Mink farm reports COVID-19 outbreak in Oregon

An Oregon mink farm has reported an outbreak of coronavirus among mink and farm workers.

Ten submitted mink samples all returned positive for the coronavirus, the Oregon Department of Agriculture (ODA) said in a press release on Friday. The farm has been placed in quarantine, which means “no animal or animal product may leave the farm until further notice,” according to the ODA.

The farmer and his staff have been urged to self-isolate after several cases of coronavirus were reported among farm workers, the statement said.

RELATED: Bodies of Mink Slaughtered in Aim to Minimize Resurface of Coronavirus Retransmission

“We have been engaged with the Oregon mink industry for some time, providing information on biosafety to prevent the introduction of SARS-CoV-2 and we were ready to respond,” said the veterinarian at the ‘ODA, Dr. Ryan Scholz, to CNN.

“The farmer did the right thing by reporting his symptoms early on and is now working with us and the Oregon Health Authority (OHA) to take care of his animals and staff. virus, but that could change as the virus progresses. “

A team of public health veterinarians are working with those affected by the outbreak by ensuring that staff have the personal protective equipment and supplies needed to follow coronavirus guidelines, according to the OHA.

“Worker safety is essential to protect people and animals in mink farms,” said Dr. Emilio DeBess, OHA public health veterinarian. “Our best weapon against the virus right now is education. We provide specific testing, counseling and support in the workplace, and provide additional PPE to farmers, employees and their families to help to reduce the spread of the virus. “

This year, the virus was detected in mink in seven countries, including the Netherlands, Denmark, Italy, Sweden and Spain, and three US states, Utah, Michigan and Wisconsin, according to the ODA.
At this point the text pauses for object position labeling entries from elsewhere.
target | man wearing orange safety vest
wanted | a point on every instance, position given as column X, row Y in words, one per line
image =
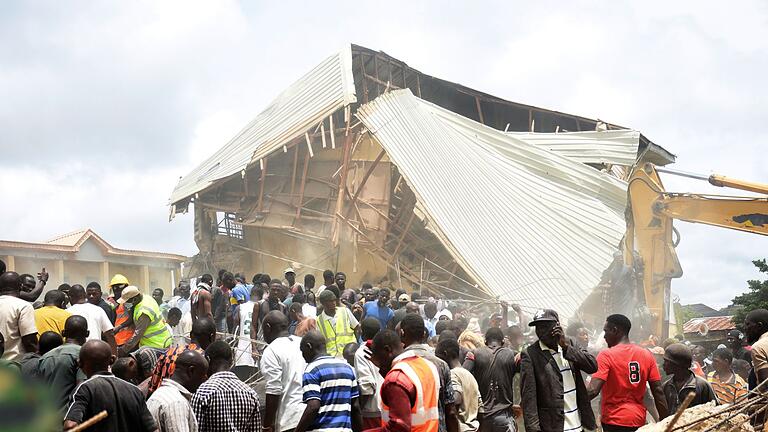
column 124, row 319
column 409, row 394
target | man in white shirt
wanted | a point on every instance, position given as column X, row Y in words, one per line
column 282, row 366
column 328, row 279
column 169, row 404
column 99, row 326
column 181, row 325
column 182, row 300
column 17, row 319
column 244, row 353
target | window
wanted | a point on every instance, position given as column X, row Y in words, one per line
column 227, row 225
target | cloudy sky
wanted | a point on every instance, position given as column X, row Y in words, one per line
column 105, row 104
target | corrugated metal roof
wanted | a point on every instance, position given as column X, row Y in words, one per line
column 325, row 89
column 71, row 242
column 527, row 224
column 712, row 323
column 617, row 147
column 69, row 239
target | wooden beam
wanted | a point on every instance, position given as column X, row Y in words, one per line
column 402, row 235
column 261, row 183
column 342, row 184
column 479, row 110
column 365, row 179
column 295, row 164
column 301, row 188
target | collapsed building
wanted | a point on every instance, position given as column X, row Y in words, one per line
column 368, row 166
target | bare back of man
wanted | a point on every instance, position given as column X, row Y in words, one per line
column 202, row 307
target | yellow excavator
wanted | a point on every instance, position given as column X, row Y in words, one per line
column 650, row 240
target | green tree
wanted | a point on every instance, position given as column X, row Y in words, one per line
column 755, row 298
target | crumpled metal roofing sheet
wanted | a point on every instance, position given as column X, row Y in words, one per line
column 526, row 224
column 325, row 89
column 617, row 147
column 712, row 323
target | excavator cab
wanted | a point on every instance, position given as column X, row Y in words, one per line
column 648, row 248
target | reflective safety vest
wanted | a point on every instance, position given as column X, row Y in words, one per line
column 425, row 378
column 157, row 334
column 339, row 336
column 123, row 314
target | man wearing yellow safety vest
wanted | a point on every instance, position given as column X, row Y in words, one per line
column 150, row 329
column 337, row 324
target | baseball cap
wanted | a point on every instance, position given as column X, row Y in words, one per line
column 128, row 293
column 544, row 315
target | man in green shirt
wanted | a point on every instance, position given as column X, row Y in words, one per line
column 58, row 368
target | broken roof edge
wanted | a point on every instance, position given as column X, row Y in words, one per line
column 381, row 114
column 664, row 156
column 322, row 91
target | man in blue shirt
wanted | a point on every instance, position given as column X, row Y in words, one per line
column 330, row 390
column 379, row 309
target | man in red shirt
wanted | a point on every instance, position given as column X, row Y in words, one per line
column 622, row 373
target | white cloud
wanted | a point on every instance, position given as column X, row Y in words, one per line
column 106, row 104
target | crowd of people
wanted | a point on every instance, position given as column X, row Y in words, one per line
column 337, row 358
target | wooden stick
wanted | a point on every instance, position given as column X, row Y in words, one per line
column 263, row 163
column 90, row 422
column 680, row 409
column 365, row 178
column 333, row 132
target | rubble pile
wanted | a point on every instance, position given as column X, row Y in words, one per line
column 706, row 417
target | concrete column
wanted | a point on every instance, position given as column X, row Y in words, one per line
column 145, row 279
column 10, row 263
column 105, row 276
column 59, row 270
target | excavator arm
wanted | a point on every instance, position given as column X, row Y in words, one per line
column 650, row 233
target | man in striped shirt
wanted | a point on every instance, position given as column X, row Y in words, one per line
column 169, row 405
column 330, row 390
RELATED: Denmark to Cull Up to 17 Million Mink to Stop Mutated Coronavirus

Thousands of mink have died on fur farms in Utah and Wisconsin after a series of coronavirus outbreaks. In Utah, ranchers have lost at least 8,000 mink to Covid-19.

There is currently no evidence that animals, including mink, play a significant role in transmitting the virus to humans, according to the CDC and the US Department of Agriculture. The risk of animals transmitting Covid-19 to humans is considered low.

The USDA announces confirmed cases of the coronavirus in animals whenever it is found in a new species. All confirmed cases in animals are posted on the department’s website.